1. Portugal is cheap to visit
When it comes to Western Europe, Portugal is as inexpensive a trip as you can find. Yes, hotel prices aren’t too out of whack with next door Spain, but food prices, museum prices, even Uber prices, all are lower here in Portugal. The metro in Lisbon is €1.50 (€1.34 if using a pre-loaded card for more than a single trip). The suburban train to Sintra or Cascais – your two most likely day trips from the capital – is €1.90 each way. Food prices are low, with an average meal costing me less than €10-15. An espresso is routinely under €1.
Cost of living here is average when it comes to housing, but all of these low costs help to offset the relatively low wages in Portugal. While I sincerely hope Portugal’s economy continues to pick up steam, for now, Americans especially can find some amazing value here.
2. The pastries… oh, the pastries
Speaking of cheap, if I told you that €1.15 would buy you one of the best pastries you’ve ever had, would you like that? Meet the venerable pastel de nata, Portugal’s famed egg custard tart. They are everywhere, and fresh warm ones will range from €1-1.20. Oh. My. Heavens. But these aren’t the only pastries here. Most pastry shops have a wide assortment, and for similar prices. Even the old National Pastry Shop in Lisbon has similar prices (think €1-2 for the most touristy shop in the city). Try the coconut ones. Trust me. Heck, at that price, plus an espresso as mentioned above, try them all!
This is the pastel de nata. Have a bunch!

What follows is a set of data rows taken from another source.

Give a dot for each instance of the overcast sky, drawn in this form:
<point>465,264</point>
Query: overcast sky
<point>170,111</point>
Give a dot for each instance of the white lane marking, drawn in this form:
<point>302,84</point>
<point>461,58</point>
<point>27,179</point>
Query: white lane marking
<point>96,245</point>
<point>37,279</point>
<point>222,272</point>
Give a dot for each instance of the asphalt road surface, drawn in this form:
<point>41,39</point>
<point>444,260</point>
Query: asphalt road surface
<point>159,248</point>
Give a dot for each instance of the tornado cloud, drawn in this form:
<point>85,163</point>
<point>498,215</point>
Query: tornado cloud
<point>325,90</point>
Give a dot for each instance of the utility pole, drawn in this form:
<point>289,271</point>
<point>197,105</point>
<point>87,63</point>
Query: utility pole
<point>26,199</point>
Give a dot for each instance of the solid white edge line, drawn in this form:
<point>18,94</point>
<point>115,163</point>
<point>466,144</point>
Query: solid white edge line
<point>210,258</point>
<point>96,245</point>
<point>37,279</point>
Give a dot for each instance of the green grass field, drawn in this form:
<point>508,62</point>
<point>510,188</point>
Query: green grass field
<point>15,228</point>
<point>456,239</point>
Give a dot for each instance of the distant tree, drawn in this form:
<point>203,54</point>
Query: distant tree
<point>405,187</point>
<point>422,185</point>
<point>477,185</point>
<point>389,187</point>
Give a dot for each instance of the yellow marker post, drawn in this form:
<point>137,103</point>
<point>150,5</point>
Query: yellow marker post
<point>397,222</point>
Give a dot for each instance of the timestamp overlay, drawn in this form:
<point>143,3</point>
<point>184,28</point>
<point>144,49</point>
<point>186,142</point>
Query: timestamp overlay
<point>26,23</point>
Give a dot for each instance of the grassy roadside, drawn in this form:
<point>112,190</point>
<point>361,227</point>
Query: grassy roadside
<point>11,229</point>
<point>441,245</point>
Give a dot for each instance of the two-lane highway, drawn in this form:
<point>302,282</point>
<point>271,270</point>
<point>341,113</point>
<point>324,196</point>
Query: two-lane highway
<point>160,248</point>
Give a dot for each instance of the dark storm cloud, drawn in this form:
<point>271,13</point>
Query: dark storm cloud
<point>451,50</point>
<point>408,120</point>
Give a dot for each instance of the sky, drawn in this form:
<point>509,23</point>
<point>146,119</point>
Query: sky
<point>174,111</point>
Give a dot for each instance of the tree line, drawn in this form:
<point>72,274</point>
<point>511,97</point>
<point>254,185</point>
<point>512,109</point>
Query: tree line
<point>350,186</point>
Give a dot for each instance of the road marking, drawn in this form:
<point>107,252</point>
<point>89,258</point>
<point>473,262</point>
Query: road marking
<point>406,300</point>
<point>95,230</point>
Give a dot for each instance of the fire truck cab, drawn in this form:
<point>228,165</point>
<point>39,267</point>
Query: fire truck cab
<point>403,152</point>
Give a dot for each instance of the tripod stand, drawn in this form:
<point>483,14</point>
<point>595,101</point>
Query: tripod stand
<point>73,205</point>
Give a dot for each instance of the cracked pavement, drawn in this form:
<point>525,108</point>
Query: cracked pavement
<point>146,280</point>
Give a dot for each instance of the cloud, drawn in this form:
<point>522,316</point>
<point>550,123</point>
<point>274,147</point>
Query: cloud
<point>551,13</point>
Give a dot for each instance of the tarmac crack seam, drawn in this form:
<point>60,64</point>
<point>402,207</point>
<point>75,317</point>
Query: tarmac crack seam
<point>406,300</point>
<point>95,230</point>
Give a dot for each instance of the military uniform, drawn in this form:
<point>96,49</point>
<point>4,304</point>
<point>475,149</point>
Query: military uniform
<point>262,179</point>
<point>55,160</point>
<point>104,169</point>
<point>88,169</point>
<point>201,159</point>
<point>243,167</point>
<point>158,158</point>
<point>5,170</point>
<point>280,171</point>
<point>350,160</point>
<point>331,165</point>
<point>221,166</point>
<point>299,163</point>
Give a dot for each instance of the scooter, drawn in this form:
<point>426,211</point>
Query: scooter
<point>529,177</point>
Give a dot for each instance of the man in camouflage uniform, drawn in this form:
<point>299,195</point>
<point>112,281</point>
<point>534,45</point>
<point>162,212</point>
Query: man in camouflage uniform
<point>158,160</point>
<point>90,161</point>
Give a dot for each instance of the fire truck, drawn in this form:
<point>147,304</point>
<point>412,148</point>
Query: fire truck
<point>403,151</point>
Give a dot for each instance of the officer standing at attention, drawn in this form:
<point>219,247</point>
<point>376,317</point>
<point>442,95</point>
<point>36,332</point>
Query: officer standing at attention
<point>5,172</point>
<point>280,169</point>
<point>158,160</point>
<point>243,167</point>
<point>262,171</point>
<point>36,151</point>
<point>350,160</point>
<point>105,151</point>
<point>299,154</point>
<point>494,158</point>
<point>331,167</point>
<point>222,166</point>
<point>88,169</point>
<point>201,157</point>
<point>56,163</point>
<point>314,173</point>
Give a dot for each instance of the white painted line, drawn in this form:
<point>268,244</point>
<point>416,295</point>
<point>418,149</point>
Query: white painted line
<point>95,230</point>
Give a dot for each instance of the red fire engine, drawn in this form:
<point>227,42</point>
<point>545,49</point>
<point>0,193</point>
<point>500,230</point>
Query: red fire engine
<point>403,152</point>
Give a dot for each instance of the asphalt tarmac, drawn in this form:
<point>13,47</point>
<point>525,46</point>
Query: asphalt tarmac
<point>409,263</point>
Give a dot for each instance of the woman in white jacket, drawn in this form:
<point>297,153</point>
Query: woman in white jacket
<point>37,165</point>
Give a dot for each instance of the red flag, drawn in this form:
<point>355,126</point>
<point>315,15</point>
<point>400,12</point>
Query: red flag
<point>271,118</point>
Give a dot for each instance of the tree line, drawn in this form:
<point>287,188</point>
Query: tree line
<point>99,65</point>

3. Bread and butter are NOT free
One last note on food, although you can read all about my food recommendations in Lisbon here. If you go to a restaurant, the server will bring bread and butter, sometimes cheese or olive oil or something else with it. This is called a couvert and it is NOT free as it would be in the US. Typically it will cost €2-4. You are perfectly allowed to politely decline it. No is nao (rhymes with pow) and thank you is obrigado if you are male and obrigada if you are female, regardless of who you are addressing.
This meal was amazing, but the bread that came with it was not free, as I discovered after hardly being able to eat any of it due to being full.

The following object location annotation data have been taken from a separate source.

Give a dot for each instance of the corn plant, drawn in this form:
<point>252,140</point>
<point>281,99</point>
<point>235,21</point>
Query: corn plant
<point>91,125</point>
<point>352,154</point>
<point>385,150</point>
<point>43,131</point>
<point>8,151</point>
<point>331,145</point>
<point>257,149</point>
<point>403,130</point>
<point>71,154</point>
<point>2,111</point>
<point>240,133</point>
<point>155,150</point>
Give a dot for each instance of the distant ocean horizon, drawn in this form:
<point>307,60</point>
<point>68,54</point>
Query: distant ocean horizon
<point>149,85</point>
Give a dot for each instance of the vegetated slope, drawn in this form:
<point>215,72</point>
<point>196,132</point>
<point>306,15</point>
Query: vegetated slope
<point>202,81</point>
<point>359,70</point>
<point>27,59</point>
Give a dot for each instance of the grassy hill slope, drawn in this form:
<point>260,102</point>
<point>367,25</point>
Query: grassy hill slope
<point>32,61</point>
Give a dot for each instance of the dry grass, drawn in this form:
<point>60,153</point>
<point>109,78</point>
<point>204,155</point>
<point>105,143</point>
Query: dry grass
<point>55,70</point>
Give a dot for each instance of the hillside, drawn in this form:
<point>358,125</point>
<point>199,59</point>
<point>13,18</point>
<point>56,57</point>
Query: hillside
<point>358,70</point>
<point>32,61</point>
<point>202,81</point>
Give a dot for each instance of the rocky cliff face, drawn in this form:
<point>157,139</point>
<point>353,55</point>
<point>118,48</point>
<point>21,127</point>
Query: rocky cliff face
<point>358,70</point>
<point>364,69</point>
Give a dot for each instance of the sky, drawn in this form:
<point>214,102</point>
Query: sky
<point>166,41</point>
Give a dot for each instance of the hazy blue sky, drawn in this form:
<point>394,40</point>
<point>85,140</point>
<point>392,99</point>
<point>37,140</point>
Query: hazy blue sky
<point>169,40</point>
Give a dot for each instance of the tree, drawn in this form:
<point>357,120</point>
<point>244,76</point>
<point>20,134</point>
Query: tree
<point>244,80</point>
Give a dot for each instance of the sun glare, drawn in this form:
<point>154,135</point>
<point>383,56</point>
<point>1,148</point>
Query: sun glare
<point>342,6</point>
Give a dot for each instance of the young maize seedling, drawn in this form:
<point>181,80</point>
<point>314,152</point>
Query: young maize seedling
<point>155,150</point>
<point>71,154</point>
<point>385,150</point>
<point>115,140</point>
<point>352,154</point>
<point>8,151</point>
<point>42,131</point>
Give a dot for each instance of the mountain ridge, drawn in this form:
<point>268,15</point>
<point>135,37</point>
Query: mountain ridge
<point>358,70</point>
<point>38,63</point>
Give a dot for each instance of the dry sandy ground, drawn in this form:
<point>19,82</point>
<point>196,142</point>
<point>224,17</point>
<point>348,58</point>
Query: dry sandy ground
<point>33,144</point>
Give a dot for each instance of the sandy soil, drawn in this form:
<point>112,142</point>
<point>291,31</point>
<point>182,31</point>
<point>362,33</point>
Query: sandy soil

4. Portuguese tend to speak loudly
Perhaps New Yorkers wouldn’t feel this as much as I did. I found that many here in Portugal tend to speak rather loudly. On the metro, on the sidewalk, in restaurants, in the middle of the night outside my window, all were places where loud talking was commonplace. Don’t feel like people are yelling at you. It’s just an animated language of animated people.
5. Portuguese is NOT “weird Spanish”
I feel like this shouldn’t need to be said, but it does. Yes, the languages have much in common. Yes, the countries are right next to each other, both here and in South America. But no, Portuguese is not just Spanish with a weird accent any more than Italian and French are the same. Native Spanish speakers may find themselves able to understand some Portuguese and vice versa, but don’t assume you can just walk into a shop and speak Spanish and be both fine linguistically and culturally.
On a side note, I find Portuguese to be a beautiful language, although a tough one for me to be able to even remotely pick up. Fortunately, Portugal is among Europe’s leaders in English speakers per capita.
This one is harder to explain. Saudade is a word for the Portuguese mindset that really has no direct translation. It is a sort of melancholy, though not a sadness. I somewhat liken it to the “tortured artist’s soul,” but even that is overly simplistic. This is a country that has always been based on sea-faring, from fishermen to explorers. Saudade is the sense of loss, whether or not it has happened, that accompanies such a lifestyle. It is the gazing at the horizon wondering if your loved one will return.
Now, this isn’t to say that the Portuguese don’t have fun, and aren’t happy; they do and they are. But this underlying feeling is always present, especially in the country’s art. Speaking of which…
Fado music – see below – is full of soldade.
7. Portugal adores art and artists
Yes, there are monuments here to kings and explorers. But there are also statues of – and things named for – artists. Lots of them. Portuguese people love the arts, although soldade infects these things more than anything else. Consider fado, the national music. Much fado is about loss. So, too, are many famous poets (Camoes being chief among them) and artists expressive of fairly dark – or at least gray – themes. But in Portugal, Camoes has his tomb next to Vasco de Gama, on equal footing. Pretty awesome!
8. Sidewalks in Portugal are pretty but slippery
This is not the country to walk around in heels after a rain. Heck, this might not be the country to walk around in heels period. Sidewalks here are made of polished cobblestones (looking like black and white tiles). They are done in patterns and are gorgeous! But they are slippery even when dry, and especially when wet, even in good walking shoes. Do be careful, and pack accordingly.
Beautiful sidewalks, but slippery. Watch out!
I hope this list helps you to feel better prepared to plan a visit to this amazing country. Portugal is truly a wonderful place!